SIMBAD references

The high-redshift radio galaxy 4C 41.17 has been shown in earlier work to consist of a powerful radio source in which there is strong evidence for jet-induced star formation along the radio axis. We argue that nuclear photoionization is not responsible for the excitation of the emission line clouds, and we construct a jet-cloud interaction model to explain the major features revealed by the detailed radio, optical, and spectroscopic data of 4C 41.17. The interaction of a high-powered (∼10⁴⁶ ergs.s^–1) jet with a dense cloud in the halo of 4C 41.17 produces shock-excited emission-line nebulosity through ∼1000 km.s^–1 shocks and induces star formation. The C IV luminosity emanating from the shock implies that the preshock density in the line-emitting cloud is high enough (hydrogen density ∼ 1-10 cm^–3) that shock-initiated star formation could proceed on a timescale (∼a fewx10⁶ yr) well within the estimated dynamical age (∼3x10⁷ yr) of the radio source. Broad (FWHM~1100-1400 km.s^–1) emission lines are attributed to the disturbance of the gas cloud by a partial bow shock, and narrow emission lines (FWHM~500-650 km.s^–1; in particular, C IV λλ1548, 1550) arise in precursor emission in relatively low-metallicity gas or in shocked line emission in the lateral regions of the bow shock.

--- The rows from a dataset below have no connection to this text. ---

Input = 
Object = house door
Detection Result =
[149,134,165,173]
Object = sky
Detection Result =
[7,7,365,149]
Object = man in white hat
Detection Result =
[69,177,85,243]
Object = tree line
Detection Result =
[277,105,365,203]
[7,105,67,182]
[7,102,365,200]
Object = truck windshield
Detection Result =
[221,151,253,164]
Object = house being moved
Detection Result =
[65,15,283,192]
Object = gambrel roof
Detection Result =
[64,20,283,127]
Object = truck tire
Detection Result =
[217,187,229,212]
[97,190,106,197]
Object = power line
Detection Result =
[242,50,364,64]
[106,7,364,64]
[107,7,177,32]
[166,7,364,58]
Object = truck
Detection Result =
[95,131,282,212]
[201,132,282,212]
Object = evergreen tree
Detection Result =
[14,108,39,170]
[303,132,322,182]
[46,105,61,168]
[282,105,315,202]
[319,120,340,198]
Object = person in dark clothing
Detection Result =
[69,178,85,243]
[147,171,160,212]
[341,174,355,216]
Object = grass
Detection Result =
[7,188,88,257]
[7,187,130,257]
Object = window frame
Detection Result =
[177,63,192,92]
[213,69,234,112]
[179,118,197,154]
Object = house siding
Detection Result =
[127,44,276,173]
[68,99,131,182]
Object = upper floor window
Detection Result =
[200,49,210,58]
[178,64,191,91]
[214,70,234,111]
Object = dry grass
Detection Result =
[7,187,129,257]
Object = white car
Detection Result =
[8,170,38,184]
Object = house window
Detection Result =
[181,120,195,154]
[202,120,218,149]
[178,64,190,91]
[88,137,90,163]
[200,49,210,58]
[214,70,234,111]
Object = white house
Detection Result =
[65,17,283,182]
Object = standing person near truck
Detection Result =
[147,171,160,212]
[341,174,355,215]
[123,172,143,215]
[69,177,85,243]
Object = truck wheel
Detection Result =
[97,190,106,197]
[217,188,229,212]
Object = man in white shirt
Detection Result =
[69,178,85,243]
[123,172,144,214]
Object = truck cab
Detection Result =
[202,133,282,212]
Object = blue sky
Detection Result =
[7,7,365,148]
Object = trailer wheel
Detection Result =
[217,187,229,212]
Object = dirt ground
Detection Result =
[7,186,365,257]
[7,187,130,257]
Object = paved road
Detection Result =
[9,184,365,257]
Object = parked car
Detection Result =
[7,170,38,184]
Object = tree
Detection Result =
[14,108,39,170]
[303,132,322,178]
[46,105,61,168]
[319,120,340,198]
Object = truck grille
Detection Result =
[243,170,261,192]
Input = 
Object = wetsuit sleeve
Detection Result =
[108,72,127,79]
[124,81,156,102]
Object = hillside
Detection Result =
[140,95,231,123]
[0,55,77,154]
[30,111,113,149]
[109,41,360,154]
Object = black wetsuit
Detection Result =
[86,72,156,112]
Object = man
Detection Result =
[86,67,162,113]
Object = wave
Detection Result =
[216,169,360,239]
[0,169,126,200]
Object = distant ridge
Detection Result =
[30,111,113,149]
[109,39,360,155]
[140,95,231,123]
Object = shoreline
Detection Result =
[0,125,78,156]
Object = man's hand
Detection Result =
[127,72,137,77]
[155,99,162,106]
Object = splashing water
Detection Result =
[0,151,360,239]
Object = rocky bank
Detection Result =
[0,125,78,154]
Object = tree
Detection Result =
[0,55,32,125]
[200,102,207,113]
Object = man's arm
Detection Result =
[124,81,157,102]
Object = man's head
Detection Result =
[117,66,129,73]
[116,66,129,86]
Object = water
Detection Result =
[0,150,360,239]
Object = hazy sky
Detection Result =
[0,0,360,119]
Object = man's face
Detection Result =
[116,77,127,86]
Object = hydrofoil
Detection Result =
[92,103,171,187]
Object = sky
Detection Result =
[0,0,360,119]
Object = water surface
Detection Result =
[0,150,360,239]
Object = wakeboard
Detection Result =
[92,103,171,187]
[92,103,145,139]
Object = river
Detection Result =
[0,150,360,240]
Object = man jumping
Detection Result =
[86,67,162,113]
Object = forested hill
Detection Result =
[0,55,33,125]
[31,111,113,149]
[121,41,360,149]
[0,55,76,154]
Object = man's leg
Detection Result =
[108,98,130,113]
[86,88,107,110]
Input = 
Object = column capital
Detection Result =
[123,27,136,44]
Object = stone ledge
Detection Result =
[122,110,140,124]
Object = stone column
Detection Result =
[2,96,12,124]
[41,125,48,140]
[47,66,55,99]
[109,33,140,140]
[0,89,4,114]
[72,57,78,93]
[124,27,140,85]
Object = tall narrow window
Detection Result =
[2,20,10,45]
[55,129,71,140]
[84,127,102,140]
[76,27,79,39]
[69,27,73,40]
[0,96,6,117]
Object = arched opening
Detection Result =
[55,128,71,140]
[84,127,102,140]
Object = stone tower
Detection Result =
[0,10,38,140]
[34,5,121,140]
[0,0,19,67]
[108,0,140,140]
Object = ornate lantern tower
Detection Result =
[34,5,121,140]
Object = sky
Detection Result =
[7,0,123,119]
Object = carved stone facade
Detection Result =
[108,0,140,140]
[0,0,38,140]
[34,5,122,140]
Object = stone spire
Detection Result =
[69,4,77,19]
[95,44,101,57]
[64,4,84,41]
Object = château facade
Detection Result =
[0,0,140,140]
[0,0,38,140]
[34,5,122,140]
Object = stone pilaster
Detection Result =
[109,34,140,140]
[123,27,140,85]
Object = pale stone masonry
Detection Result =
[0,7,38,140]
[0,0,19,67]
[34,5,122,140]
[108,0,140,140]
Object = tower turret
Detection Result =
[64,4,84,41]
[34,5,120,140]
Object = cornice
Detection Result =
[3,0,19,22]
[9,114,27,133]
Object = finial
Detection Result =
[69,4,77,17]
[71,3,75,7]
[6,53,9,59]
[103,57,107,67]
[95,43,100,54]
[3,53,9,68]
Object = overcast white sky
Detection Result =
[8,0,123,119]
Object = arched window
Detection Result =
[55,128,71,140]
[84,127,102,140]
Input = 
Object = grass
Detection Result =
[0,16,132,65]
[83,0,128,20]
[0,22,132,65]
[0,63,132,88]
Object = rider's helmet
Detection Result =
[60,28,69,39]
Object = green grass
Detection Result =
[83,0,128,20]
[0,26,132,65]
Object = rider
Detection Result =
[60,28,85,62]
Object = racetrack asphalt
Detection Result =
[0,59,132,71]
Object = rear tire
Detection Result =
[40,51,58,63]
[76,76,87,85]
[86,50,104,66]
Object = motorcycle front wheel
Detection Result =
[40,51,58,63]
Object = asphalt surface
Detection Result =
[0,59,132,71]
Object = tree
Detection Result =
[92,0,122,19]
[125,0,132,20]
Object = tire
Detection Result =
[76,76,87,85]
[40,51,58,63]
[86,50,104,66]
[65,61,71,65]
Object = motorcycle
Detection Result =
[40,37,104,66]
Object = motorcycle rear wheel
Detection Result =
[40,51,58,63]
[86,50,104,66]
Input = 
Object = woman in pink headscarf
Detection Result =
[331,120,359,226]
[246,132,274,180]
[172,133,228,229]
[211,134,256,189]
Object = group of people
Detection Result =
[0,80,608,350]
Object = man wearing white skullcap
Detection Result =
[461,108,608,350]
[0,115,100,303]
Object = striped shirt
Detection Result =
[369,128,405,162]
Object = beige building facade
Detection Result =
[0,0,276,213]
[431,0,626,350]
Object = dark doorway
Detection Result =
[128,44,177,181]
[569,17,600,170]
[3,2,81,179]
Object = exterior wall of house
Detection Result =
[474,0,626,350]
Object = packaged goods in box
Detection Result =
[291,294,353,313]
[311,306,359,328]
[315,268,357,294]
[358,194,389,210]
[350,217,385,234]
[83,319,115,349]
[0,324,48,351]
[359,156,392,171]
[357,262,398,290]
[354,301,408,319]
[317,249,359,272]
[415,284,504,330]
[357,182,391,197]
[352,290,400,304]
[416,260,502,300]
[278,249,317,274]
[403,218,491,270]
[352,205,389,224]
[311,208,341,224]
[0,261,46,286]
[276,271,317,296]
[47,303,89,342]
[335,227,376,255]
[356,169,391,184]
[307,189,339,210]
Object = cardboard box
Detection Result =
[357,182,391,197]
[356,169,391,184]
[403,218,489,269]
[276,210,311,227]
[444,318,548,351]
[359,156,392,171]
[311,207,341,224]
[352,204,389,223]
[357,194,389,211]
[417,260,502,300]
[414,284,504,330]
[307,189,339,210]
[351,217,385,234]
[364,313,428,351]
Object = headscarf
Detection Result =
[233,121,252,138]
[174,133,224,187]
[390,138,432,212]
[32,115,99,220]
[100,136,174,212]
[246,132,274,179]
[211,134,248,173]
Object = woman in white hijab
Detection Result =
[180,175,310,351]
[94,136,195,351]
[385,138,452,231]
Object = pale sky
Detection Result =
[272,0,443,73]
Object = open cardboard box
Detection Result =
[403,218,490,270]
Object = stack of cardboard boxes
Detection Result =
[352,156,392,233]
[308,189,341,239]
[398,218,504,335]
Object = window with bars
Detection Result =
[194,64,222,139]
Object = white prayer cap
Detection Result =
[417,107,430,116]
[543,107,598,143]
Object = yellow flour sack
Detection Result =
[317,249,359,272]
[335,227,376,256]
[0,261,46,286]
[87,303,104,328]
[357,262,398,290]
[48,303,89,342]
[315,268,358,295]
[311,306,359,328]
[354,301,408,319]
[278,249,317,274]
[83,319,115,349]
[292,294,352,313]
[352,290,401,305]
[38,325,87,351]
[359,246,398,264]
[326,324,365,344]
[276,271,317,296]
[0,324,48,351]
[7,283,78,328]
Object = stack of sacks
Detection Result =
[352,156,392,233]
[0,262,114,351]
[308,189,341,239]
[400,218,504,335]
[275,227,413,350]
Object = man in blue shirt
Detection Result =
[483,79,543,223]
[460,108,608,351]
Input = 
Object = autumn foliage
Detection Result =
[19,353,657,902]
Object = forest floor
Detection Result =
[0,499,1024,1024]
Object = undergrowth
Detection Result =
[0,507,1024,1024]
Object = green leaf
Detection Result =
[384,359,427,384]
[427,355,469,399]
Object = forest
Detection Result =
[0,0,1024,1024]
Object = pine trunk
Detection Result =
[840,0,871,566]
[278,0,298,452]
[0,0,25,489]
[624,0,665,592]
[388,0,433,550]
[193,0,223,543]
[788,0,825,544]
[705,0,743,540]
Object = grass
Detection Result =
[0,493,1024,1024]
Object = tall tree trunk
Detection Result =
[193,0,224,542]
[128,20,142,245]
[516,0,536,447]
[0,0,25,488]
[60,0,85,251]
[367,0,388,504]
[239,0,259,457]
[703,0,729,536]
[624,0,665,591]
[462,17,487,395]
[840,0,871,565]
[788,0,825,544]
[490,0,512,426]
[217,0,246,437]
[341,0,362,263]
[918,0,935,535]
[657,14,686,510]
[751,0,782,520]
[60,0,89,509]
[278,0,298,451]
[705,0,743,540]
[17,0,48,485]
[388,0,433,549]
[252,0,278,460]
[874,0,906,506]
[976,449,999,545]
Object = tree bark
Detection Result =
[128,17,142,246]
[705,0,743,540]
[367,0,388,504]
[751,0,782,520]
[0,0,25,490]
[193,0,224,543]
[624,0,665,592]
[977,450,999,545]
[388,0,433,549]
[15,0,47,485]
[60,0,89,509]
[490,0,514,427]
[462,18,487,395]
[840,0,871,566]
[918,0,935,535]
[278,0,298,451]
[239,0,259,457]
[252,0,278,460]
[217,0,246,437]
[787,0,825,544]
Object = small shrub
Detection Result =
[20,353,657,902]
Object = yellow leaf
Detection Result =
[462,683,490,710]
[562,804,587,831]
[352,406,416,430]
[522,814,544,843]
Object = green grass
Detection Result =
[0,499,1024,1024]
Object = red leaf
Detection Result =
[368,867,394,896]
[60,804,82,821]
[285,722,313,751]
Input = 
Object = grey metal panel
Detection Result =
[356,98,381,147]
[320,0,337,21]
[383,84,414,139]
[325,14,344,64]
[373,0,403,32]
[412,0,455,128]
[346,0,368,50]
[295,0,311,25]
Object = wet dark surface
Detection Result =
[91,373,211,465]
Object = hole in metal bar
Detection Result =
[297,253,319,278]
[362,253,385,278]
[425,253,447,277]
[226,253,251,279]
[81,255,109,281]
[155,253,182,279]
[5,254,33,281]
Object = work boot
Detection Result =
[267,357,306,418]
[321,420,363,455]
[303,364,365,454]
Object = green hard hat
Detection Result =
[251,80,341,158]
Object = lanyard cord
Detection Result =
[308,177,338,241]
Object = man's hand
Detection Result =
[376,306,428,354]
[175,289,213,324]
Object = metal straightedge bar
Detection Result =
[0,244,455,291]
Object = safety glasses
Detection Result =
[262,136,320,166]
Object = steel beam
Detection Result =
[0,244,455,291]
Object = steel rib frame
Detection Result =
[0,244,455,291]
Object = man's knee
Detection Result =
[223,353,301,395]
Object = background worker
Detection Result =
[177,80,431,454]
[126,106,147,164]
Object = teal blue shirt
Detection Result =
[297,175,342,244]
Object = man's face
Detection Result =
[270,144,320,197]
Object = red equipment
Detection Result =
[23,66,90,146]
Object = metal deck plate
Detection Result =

The implied baryonic mass ∼8x10¹⁰ M_☉ of the cloud is high and implies that Milky Way size condensations existed in the environments of forming radio galaxies at a redshift of 3.8. Our interpretation of the data provides a physical basis for the alignment of the radio, emission-line, and UV continuum images in some of the highest redshift radio galaxies, and the analysis presented here may form a basis for the calculation of densities and cloud masses in other high-redshift radio galaxies.